A large number of economists recognise in Keynes public expenditure policy an effective tool for development widely used among western countries. This reason might surely explain the uniqueness represented by the Irish situation. The Celtic tiger experienced in 90s an economic boom which can be compared to the boom occurred to south- east Asian country. An important element of this growth is the super-competitive, and super – envied, corporate income tax fasten at 12.5%.. Before the crisis of 2007 such a policy attracted a great volume of foreign investments provoking a reduction of the unemployment which has been as good as drastic. At the same time, Ireland kept its welfare expenditure standards at the same level of many other European States. If in one side this policy favoured an high economic growth, in the other side it has made the public debt increase, deeply.

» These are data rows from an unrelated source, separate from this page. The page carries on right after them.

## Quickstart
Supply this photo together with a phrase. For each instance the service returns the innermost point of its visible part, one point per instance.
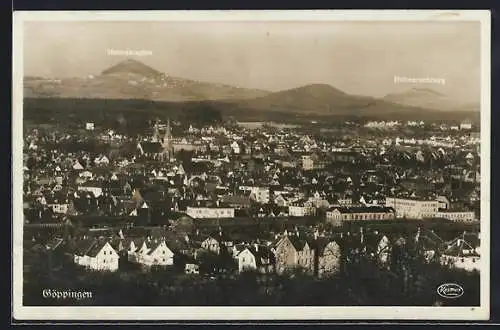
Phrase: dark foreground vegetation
(138, 112)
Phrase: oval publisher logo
(450, 290)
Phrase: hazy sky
(356, 57)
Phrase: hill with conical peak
(322, 99)
(430, 99)
(131, 66)
(132, 79)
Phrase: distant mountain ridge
(134, 80)
(430, 99)
(131, 79)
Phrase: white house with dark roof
(97, 254)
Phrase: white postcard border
(250, 313)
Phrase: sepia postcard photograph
(251, 165)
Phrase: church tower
(167, 143)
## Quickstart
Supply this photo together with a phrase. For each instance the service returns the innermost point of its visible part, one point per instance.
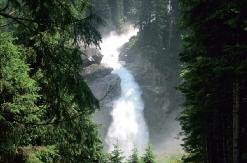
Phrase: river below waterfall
(128, 129)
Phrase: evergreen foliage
(44, 101)
(214, 72)
(116, 155)
(134, 157)
(149, 156)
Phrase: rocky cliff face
(162, 100)
(104, 85)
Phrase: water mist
(128, 128)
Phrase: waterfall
(128, 128)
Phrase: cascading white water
(128, 128)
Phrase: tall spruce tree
(42, 93)
(214, 69)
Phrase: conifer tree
(134, 157)
(116, 155)
(149, 156)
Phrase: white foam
(128, 128)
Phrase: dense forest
(46, 107)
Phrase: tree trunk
(236, 105)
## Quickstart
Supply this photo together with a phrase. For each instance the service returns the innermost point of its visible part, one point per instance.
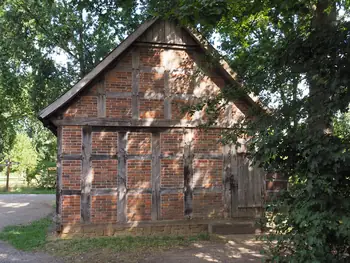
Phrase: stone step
(232, 228)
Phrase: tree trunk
(319, 93)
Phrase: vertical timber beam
(188, 171)
(86, 180)
(59, 177)
(101, 99)
(234, 180)
(135, 83)
(167, 99)
(227, 179)
(121, 206)
(155, 213)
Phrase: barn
(131, 160)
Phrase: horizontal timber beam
(132, 123)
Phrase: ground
(16, 209)
(23, 209)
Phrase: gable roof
(78, 87)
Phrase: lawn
(27, 190)
(34, 237)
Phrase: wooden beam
(70, 156)
(188, 171)
(96, 71)
(155, 212)
(101, 99)
(115, 122)
(165, 45)
(59, 175)
(127, 129)
(106, 191)
(226, 179)
(135, 102)
(122, 177)
(208, 156)
(167, 93)
(70, 192)
(139, 157)
(86, 182)
(235, 170)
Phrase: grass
(121, 244)
(34, 237)
(27, 190)
(27, 237)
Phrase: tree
(293, 55)
(33, 34)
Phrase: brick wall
(172, 142)
(150, 57)
(207, 141)
(150, 108)
(105, 143)
(84, 106)
(104, 209)
(139, 174)
(139, 143)
(71, 139)
(71, 174)
(118, 108)
(172, 173)
(151, 83)
(207, 205)
(207, 172)
(117, 81)
(172, 206)
(139, 207)
(104, 173)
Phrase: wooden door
(247, 188)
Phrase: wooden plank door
(247, 188)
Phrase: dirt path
(235, 248)
(16, 209)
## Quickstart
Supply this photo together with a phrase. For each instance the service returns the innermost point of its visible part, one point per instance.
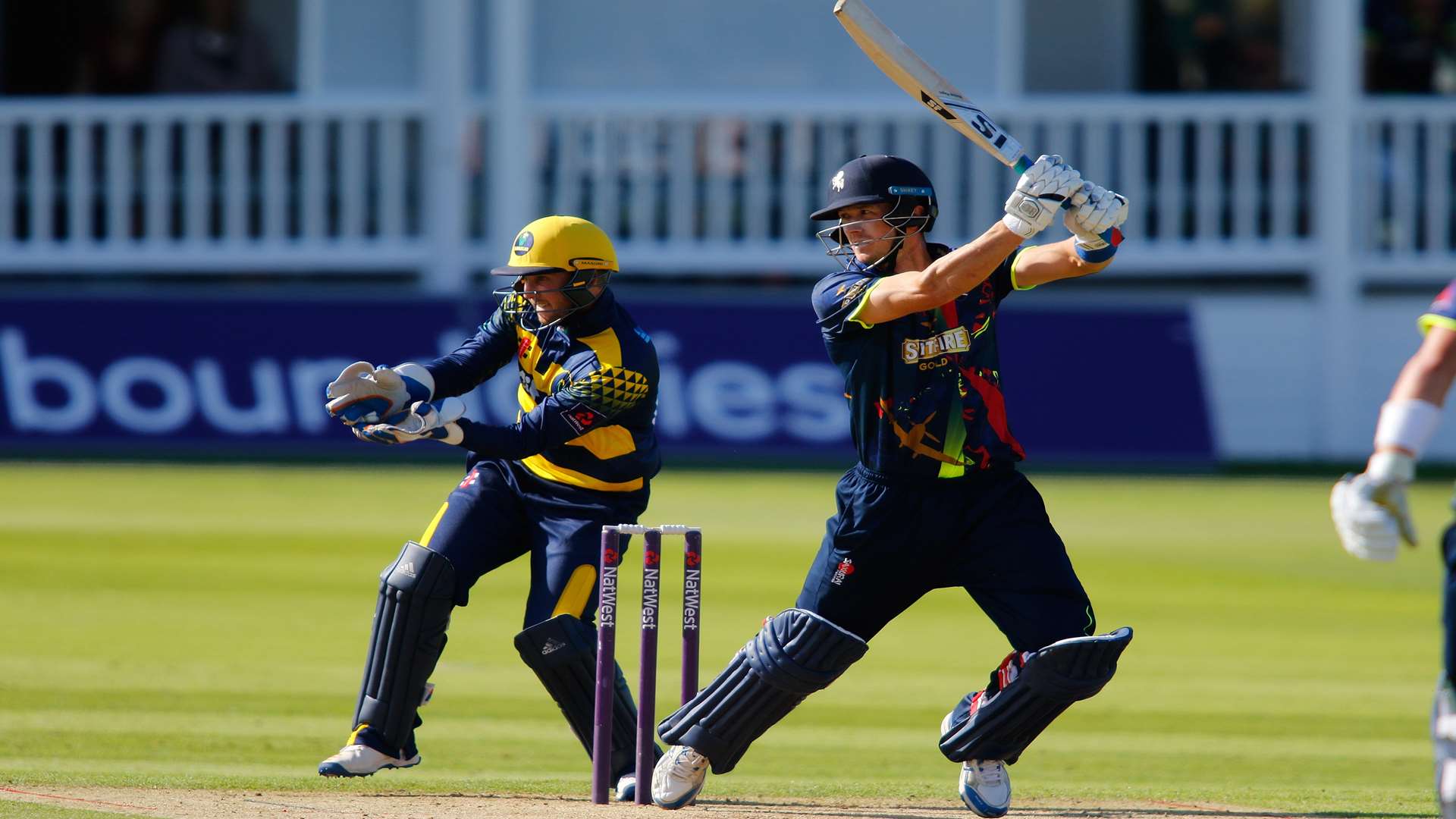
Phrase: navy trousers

The budget deficit (the 32% of GDP in 2010) highlights the dangerous under-estimation made by the Celtic government on its ability on honour its payments. Close to the chasm, the Irish government tries to recover with an austerity plan which remembers the recent measures. Adopted by the British government The trend seems to work this way: when a state fails, the welfare Is the first one to pay. Et voilà, at 2 P.M on November the 25th The National Recovery Plan 2011-14 details were announced. The plan will amount to a total of 15 billion euro. The budget provides first big public spending cuts and higher income taxes. The only budget chapter of welfare will suffer a reduction of 800 million, while unemployment benefits are reduced by 12%.
According to rumours, the Europe aid package for Dublin was expected to reach around € 90 billions. What seemed to be only a Mediterranean problem has reached even the cold North Sea. The high risks of infection for Mediterranean countries such Portugal, Spain and Italy predict the worst.
Among many uncertainties one thing seems certain: yet another case of default of a member country of the European Union demonstrates the inability of the same, although the Greek experience, to create a unique rescue package for Eurozone.